Omdat hij niet weet wat hij kan verwachten, en hoe lang hij in onzekerheid zal verkeren, wordt Samuels ingebeelde anticipatie op wat zijn vader doormaakt een marteling op zich. ‘Voor Samuel betekende wachten inmiddels alleen nog maar aan de telefoon gekleefd zitten, hopen op een teken dat de realiteit doorbrak.’ De stilstand van de tijd maakt elke vorm van leven onmogelijk. De zoon wordt zich er steeds meer van bewust dat zijn vaders obsessie met tijd op hem overslaat. De herhaling van de gevangenneming, eerst door de nazi’s en door Stalin, nu door de guerrilleros, doet Samuel begrip krijgen voor de manier waarop zijn vader het gezinshuis tot museum had gemaakt. Hij richtte kabinetjes in met elk een specifiek thema; in deze kabinetjes trok hij zich voor onbepaalde tijd terug om te mediteren.

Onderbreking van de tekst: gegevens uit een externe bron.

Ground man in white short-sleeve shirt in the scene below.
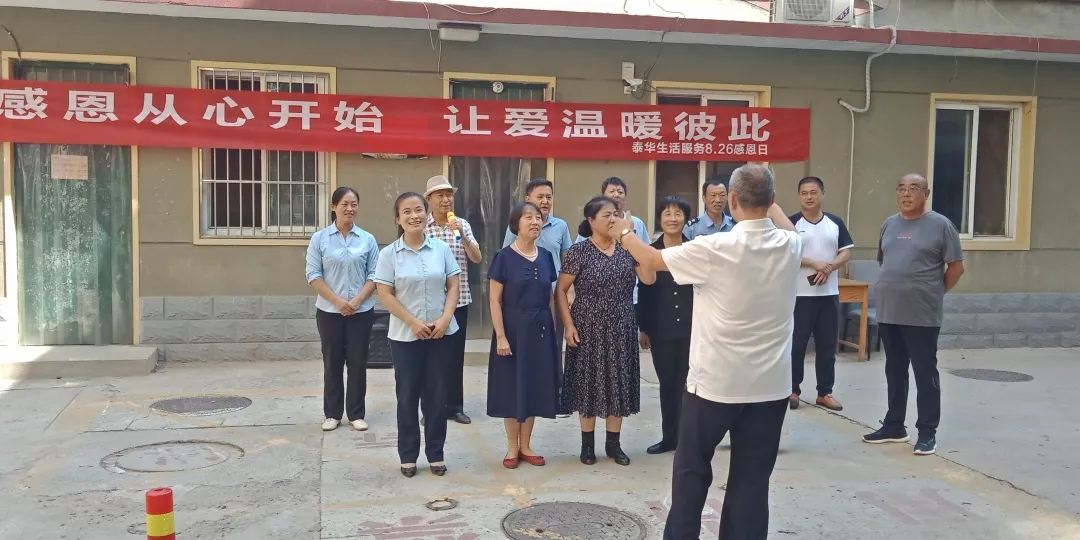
[615,165,802,540]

Bibliowicz schreef met Broodkruim een roman die breekt met de traditionele opvatting van tijd als een lineair gebeuren. Er wordt niet toegewerkt naar een verlichtend einde. De roman zit vol met reflecties op en ervaringen met de stroperige traagheid van de tijd in gevangenschap. En zoals de zoon suggereert is trauma – een woord dat slechts éénmaal voorkomt in het boek – inclusief het trauma van de voorgaande generatie, op zichzelf een vorm van gevangenschap. Het letterlijk eindeloze verhaal en de effecten die de herhalingen teweegbrengen, smelten samen in origineel, krachtig en boeiend proza.

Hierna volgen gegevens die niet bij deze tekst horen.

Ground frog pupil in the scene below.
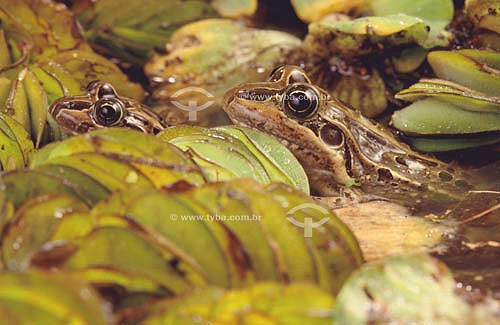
[96,99,123,126]
[282,84,319,119]
[288,91,311,112]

Josué was aanvankelijk toneelspeler. Na de oorlog en zijn vertrek naar Colombia veranderde het theater dat steevast zijn bestaansgrond was geweest, samen met het huis waar hij met zijn gezin woont, in een Wunderkammer. In die kabinetjes ijsbeert nu zoon Samuel rond. ‘Afwachten… Veroordeeld zijn tot almaar afwachten, totdat de tijd zelf lang en ondraaglijk zwaar uitrekt… Almaar dwangmatig ijsberen, van de ene kamer naar de andere, steeds op je horloge kijken… Twijfelen… niet weten waar je het zoeken moet…’ Het werkwoord ‘ijsberen’ impliceert zowel het zinloze van wachten als ook het ruimtelijke ervan. Dat een van de kamers van het museumhuis Salon van de Tijd heet, is dan ook niet verwonderlijk.

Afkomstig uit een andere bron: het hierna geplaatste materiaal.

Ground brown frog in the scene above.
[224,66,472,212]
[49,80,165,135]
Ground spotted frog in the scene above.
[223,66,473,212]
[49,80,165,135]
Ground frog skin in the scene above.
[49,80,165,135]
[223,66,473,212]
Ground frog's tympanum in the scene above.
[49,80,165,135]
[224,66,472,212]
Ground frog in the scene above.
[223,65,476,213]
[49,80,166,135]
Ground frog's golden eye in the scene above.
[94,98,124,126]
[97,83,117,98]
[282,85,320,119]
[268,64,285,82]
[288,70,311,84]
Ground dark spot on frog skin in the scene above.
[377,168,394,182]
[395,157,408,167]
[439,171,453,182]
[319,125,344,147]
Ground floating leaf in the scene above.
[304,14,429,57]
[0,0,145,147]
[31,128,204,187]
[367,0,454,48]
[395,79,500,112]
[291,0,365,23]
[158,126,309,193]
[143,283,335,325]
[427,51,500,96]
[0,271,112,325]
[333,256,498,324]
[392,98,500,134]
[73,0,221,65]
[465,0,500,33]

Zoals Arnon Grunberg in zijn voorwoord bij deze uitgave aanstipt, kan Broodkruim niet gemakkelijk bij een genre worden ingedeeld. Hoewel de roman volstrekt persoonlijk van toon is, kan die noch als autobiografie, noch als autofictie worden bestempeld. Het is ook een soort kroniek, maar dan van het onderzoek, de wanhopige vragen, het bedelen om bijdragen voor het losgeld; niet van de centrale gebeurtenis die de ontvoering zou moeten zijn. De roman kan zelfs worden gezien als een omgekeerde
Bildungsroman, een verslag van de pogingen van de hoofdpersoon om erachter te komen wie hij is, hoe hij dat geworden is, en hoe de anderen deel uitmaken van die wiebelige identiteit.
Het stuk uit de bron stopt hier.